客観的な事実の確認に解説まで付いてしまっては、もはやアズルトに出番はない。
「諸侯――領主貴族単位で見るとそれなりに険悪です。ランクート家は元々は南を担う方位守家として王国を支える立場にありました。それがアメノ大迷宮の活性化に乗じる形でメルフォラーバ諸侯を率いて独立したという経緯がありますから、純血派は今なお彼らを恥知らずな盗人として蔑んでいます。ランクート側としても、悲願を成就させる上で純血派は除く必要のある仇敵です。そしてメルファラ同盟を押し付けたバルデンリンドもそれは同じ」
ムグラノの水紋の出来事だけを参考として見れば、蹂躙されるバルデンリンドを打倒すべき最初の目標として定めていることが窺える。
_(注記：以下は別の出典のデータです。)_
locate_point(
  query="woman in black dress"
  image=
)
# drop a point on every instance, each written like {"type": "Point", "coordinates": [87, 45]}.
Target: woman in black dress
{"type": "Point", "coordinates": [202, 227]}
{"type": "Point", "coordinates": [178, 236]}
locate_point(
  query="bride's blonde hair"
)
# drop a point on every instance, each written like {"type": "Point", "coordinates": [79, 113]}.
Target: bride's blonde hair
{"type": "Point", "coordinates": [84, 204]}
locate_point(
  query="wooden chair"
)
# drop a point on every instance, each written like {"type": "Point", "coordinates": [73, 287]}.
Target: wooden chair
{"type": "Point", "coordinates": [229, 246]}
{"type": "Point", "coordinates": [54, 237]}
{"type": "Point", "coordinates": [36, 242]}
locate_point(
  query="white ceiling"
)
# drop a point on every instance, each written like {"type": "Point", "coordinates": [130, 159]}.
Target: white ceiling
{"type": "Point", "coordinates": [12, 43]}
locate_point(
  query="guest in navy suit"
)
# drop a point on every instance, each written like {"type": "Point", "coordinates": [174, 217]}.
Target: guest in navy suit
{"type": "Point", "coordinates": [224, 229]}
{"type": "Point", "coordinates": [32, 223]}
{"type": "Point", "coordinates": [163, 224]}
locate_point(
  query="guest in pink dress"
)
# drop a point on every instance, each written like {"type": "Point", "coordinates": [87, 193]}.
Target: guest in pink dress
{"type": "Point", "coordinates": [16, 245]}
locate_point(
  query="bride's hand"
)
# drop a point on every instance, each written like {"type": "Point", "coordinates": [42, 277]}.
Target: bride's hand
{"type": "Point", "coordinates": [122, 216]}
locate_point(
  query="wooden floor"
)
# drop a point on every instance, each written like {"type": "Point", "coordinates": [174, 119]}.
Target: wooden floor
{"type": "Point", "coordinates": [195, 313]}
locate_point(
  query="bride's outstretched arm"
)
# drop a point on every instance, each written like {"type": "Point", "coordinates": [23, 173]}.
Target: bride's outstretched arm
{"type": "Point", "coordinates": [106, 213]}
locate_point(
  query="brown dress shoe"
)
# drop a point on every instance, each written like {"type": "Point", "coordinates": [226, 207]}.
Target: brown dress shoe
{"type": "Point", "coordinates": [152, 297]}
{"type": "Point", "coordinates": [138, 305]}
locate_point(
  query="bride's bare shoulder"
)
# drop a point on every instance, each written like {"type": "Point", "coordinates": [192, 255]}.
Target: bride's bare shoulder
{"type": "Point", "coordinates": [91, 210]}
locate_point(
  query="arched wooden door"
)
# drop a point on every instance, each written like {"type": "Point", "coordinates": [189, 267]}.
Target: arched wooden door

メルフォラーバ人の歴史的敗北はいずれもバルデンリンドが絡んでいるからだ。
「そして葉公もまた幻公とは宮廷内で主導権を争う立場にありますから、メルフォラーバ人が力をつけるのは好ましく思っていません。同じ敵を相手にしているため表向きは仲良く振舞っているけれど、本当は大嫌いな相手とそのお仲間なので、本音としては目の届くところに居てほしくはないわけですね」
揶揄されているのではないか。アズルトがそんな疑念を抱くのも無理からぬ、他人事とも思えぬ嫌な例えであった。
邪推だろう。
アズルトが断定できぬのは、彼女が役者として二枚も三枚も上手だからだ。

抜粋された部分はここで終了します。